同じフレーズを繰り返すが、そこから先に進まない。
ペンギンの視線が隣に座るローへと落ちる。彼の位置からではいつもの帽子しか見えず、表情を見る事が叶わない。対するキャスケットは覗き込めば顔を見る事が出来るのだろうが、そうしようとはしなかった。かといってローと同じ其処を見ている訳でもなく、じっと俯いて足元の揺れる草を目で追っていた。

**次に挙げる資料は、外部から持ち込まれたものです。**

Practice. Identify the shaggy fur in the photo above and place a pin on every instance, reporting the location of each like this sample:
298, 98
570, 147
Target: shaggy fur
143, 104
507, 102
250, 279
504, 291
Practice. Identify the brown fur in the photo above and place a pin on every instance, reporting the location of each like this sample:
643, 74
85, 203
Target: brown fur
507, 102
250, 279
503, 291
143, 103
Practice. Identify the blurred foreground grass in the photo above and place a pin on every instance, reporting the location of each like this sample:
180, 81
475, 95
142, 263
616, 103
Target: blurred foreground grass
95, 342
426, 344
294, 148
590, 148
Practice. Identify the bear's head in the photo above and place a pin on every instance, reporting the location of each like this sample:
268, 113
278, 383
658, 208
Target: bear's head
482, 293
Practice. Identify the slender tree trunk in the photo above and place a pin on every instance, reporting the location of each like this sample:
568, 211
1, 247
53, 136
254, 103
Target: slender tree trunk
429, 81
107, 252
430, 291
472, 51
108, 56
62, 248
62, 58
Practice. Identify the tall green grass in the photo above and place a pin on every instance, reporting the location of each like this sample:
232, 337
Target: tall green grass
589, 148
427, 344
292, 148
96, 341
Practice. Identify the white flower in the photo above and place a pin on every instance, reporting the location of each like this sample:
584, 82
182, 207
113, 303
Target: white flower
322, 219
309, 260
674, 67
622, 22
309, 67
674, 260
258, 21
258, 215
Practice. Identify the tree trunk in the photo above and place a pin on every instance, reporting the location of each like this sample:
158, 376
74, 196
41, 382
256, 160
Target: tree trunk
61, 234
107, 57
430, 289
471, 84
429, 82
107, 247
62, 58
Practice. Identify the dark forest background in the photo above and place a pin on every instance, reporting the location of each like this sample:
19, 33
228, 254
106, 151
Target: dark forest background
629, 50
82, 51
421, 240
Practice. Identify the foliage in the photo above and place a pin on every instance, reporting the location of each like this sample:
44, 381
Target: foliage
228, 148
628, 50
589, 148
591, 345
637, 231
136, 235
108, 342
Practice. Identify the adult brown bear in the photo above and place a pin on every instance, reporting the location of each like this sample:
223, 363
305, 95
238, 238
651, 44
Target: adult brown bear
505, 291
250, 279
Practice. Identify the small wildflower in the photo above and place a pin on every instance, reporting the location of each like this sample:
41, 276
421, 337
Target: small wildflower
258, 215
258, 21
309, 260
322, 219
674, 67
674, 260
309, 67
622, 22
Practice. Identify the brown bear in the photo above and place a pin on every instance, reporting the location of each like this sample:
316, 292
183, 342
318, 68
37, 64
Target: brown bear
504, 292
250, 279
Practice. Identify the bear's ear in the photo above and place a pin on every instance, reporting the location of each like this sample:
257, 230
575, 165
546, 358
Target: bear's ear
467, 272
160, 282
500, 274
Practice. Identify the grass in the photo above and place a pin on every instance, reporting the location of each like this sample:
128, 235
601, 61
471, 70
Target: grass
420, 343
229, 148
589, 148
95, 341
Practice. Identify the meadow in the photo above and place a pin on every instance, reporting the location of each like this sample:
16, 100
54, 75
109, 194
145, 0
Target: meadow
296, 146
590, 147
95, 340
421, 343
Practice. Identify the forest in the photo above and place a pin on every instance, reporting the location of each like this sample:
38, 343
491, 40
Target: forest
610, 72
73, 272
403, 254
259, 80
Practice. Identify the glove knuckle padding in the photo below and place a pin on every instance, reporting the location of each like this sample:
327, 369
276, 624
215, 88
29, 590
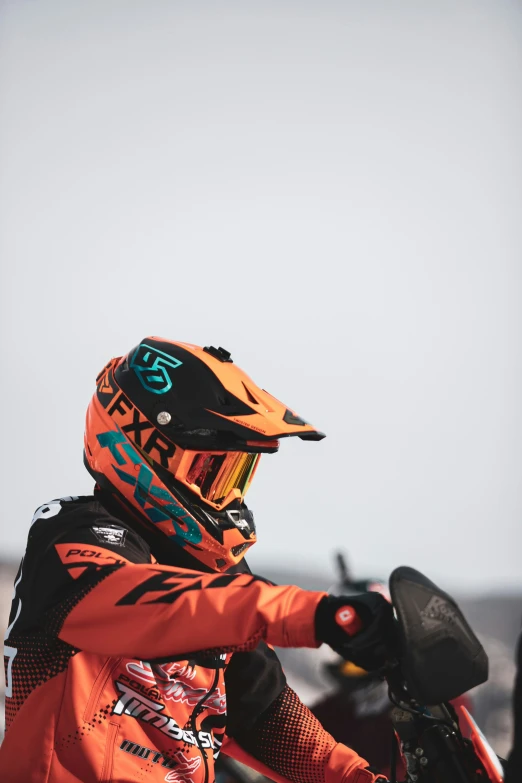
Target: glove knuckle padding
369, 647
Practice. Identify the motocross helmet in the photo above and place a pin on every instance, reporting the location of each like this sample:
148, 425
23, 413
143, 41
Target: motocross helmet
176, 431
341, 670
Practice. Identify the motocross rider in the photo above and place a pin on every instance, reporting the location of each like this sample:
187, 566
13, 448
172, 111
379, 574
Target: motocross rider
139, 642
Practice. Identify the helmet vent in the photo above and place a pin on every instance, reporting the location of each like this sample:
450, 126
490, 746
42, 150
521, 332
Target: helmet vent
250, 396
218, 353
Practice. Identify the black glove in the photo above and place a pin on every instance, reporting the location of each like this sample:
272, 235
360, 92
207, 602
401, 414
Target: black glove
370, 646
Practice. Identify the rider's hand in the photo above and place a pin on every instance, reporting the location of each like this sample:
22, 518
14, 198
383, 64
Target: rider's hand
359, 628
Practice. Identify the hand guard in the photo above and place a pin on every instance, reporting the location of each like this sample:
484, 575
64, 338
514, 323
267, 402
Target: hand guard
359, 628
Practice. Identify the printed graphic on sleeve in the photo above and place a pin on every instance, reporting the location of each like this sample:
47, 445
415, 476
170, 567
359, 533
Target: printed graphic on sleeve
110, 534
173, 681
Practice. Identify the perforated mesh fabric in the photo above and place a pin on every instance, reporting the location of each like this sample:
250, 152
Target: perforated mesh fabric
41, 655
290, 740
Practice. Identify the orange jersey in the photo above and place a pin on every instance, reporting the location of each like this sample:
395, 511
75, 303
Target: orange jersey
120, 669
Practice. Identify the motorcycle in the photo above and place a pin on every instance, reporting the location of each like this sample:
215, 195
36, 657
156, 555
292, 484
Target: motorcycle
438, 658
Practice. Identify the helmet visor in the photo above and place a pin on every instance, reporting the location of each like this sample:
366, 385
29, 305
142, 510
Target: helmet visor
214, 475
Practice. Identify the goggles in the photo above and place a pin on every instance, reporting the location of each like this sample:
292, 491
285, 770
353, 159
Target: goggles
218, 477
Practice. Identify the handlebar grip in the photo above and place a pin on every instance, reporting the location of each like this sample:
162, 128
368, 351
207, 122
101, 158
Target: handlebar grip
347, 618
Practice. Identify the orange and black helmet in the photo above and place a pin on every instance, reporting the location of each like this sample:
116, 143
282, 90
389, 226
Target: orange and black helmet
177, 431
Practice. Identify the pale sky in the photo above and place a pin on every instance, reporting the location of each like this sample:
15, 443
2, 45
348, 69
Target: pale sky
330, 190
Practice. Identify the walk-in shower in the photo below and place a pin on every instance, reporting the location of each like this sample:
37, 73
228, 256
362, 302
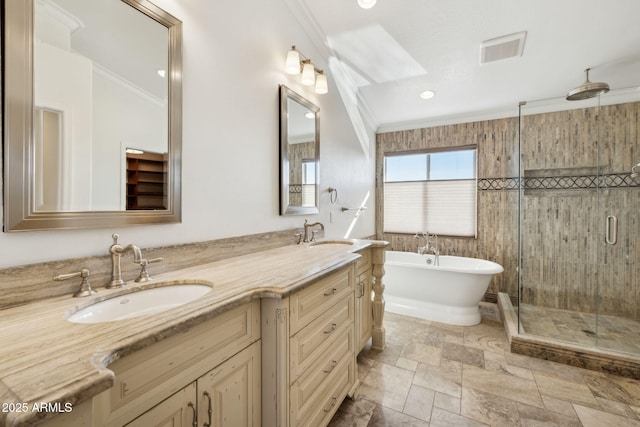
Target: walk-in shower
579, 224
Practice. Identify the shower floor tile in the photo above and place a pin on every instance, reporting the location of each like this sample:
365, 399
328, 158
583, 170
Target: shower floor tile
607, 332
432, 374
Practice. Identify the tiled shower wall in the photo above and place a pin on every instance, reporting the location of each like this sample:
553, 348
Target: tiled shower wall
576, 167
563, 212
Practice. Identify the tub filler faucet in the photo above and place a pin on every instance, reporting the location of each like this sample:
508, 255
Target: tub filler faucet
430, 245
307, 227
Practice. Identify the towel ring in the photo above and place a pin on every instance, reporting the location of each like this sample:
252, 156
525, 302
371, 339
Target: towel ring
333, 195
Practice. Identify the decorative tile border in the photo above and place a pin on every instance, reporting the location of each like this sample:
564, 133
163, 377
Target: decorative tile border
579, 182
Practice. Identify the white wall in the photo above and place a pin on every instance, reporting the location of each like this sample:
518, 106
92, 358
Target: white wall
234, 53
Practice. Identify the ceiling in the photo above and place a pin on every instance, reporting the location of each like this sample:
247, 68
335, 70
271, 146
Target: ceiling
387, 55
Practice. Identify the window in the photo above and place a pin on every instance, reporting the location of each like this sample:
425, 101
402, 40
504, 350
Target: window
434, 191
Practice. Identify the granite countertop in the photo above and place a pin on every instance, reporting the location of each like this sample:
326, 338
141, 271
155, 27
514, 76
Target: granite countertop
45, 358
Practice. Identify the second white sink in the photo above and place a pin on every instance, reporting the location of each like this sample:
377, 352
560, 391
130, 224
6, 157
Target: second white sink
140, 303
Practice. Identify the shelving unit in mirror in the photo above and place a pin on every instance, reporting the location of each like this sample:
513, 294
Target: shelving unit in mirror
146, 181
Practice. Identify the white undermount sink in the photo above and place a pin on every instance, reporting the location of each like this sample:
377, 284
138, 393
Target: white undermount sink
140, 303
331, 242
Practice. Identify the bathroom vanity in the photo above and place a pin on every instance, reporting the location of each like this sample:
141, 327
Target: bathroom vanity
274, 343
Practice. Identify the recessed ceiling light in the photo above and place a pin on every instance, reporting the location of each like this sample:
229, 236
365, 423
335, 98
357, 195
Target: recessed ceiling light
427, 94
366, 4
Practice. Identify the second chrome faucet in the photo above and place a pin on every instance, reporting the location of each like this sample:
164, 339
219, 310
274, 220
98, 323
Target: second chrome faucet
116, 250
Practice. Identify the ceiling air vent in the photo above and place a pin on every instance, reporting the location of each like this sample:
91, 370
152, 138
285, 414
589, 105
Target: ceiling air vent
502, 47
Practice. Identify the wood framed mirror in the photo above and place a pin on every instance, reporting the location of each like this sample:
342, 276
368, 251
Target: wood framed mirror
299, 154
85, 83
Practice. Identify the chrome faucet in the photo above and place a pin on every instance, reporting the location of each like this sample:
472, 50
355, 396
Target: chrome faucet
430, 245
116, 250
307, 227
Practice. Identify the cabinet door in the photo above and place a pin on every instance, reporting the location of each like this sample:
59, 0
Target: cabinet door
230, 394
179, 410
364, 311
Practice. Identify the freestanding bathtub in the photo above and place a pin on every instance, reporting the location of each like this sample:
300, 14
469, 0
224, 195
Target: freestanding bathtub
449, 292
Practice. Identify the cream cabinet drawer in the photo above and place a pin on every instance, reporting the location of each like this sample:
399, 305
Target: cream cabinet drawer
314, 300
309, 344
317, 396
147, 376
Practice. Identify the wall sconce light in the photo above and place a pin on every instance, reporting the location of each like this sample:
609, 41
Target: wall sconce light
310, 74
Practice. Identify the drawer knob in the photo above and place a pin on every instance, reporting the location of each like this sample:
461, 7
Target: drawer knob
334, 400
332, 328
333, 365
195, 414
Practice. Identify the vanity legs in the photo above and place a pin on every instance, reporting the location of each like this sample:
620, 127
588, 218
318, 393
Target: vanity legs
378, 341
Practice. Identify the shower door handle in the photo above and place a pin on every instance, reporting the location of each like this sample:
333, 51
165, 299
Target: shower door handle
611, 236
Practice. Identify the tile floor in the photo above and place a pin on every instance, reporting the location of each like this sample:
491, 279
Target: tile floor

「・・・・・やっつ・・・・、やみよに・・・・・・・。」





「「船長。」」
続きが思い出せないのか、その先を言い淀んでいるのか、それすらも分からないようなローの途切れる声音に被さったのは、両脇からの声。咎める訳ではなく、ただ普通に話しかける声はひどく優しかった。
「・・・・・・・・・・・。」
すると薄い気配も視線も変わらないものの、声だけがそっと止まる。
同時に、潮の匂いを乗せた生温い風が3人の間をすり抜けた。





「かえりましょう。」





「みんな、待ってる。」





キャスケットとペンギンの声に、ローがふわりと顔を上げる。
ぼうっとした光の灯っていない目が、左のペンギンを、次いで右のキャスケットを捉える。
その顔には表情が乗せられていなかった。
















「「船長。」」
















先程より幾分か切ない呼び声が、重なる。
ペンギンの求めてやまないような声に、キャスケットが泣き出しそうな声に、ローはゆっくり目を瞬かせた後、ようやく
かぞえうた以外の言葉を口にした。
「・・・・・・・・あぁ。帰るか。」
口元には、小さな笑みが浮かんでいる。















サクリ、サクリ、サクリ、



三人分響く、草を踏み分ける足音。



サクリ、サクリ、   、



一人分、止まる足音。



   、



つられて止まる、二つの足音。



一陣の風が吹き抜けた。










なにをかぞえていたんですか。











それは、決して聞ける事のない問い。
ペンギンとキャスケットは、立ち止まり丘を振り返る背中をただひたすらに見詰めていた。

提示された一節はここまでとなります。